There wasn’t. But then came Python 3.8 with the “assignment expression” operator, aka “the walrus,” which changed everything. The walrus is designed to be used in just this kind of situation. OK, maybe not quite this ugly of an expression, but it can help us to get out of such pickles.
What I can do is use the walrus operator to capture the list created by the list comprehension. We can then use the variable to which we’ve assigned our list, thus saving us from having to use the list comprehension a second time.

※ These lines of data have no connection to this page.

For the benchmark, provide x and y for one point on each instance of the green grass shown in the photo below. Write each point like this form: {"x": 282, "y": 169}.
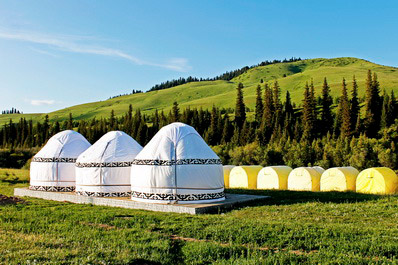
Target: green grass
{"x": 223, "y": 94}
{"x": 291, "y": 227}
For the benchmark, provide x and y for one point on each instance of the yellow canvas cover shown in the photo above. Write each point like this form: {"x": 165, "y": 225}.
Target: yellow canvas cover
{"x": 377, "y": 180}
{"x": 244, "y": 177}
{"x": 274, "y": 177}
{"x": 339, "y": 179}
{"x": 227, "y": 170}
{"x": 304, "y": 178}
{"x": 319, "y": 169}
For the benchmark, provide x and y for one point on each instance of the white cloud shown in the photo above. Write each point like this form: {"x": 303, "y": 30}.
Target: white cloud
{"x": 41, "y": 102}
{"x": 44, "y": 52}
{"x": 71, "y": 44}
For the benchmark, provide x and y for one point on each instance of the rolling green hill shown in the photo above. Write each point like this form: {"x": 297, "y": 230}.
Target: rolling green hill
{"x": 291, "y": 76}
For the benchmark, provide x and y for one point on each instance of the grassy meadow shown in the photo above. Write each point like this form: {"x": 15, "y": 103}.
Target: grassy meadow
{"x": 291, "y": 76}
{"x": 291, "y": 227}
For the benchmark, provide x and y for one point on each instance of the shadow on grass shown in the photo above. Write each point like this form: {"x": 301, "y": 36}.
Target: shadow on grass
{"x": 285, "y": 197}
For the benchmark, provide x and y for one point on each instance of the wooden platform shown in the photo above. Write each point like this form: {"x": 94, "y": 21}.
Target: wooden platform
{"x": 230, "y": 201}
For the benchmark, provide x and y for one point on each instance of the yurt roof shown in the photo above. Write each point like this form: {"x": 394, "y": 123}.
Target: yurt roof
{"x": 343, "y": 170}
{"x": 277, "y": 169}
{"x": 171, "y": 143}
{"x": 114, "y": 146}
{"x": 65, "y": 144}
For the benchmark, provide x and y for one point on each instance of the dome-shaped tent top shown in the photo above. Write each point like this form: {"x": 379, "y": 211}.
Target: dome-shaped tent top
{"x": 319, "y": 169}
{"x": 177, "y": 166}
{"x": 377, "y": 180}
{"x": 274, "y": 177}
{"x": 103, "y": 170}
{"x": 227, "y": 170}
{"x": 53, "y": 167}
{"x": 244, "y": 177}
{"x": 339, "y": 179}
{"x": 304, "y": 178}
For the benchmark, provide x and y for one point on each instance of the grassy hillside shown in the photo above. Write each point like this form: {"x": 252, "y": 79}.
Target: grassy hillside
{"x": 289, "y": 228}
{"x": 222, "y": 93}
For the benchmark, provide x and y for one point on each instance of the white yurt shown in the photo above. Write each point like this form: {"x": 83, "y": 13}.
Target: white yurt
{"x": 273, "y": 177}
{"x": 227, "y": 170}
{"x": 103, "y": 170}
{"x": 177, "y": 166}
{"x": 53, "y": 167}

Note that the one-line “if-else” is confusing on several fronts, but nowhere more so than the fact that the condition (in the middle of the expression) executes first, before either of the output expressions is evaluated. This makes sense, when you think about it. but it can still be confusing to put an assignment in the middle of a line, so that it can be used at the start of the line.
So, let’s try it:
output if output := [x*x for x in range(5)] else None
This doesn’t work, and that’s because we need to put the central expression inside of parentheses to ensure that Python’s parser knows what is going on:
>>> output if (output := [x*x for x in range(5)]) else None [0, 1, 4, 9, 16]
It worked! Thanks to a combination of the condition expression, the walrus operator, list comprehensions, and the fact that empty lists are “False” in a boolean context, we managed to get a single expression that returns the result of a list comprehension when it contains values, and “None” otherwise.
And while I would question the wisdom of having such code in an actual production system, I freely admit that there are times when such hacks are necessary. And despite the fact that Python has a more rigid syntax than many other languages, its functional parts made it possible for us to achieve our goal with only a minimum of code.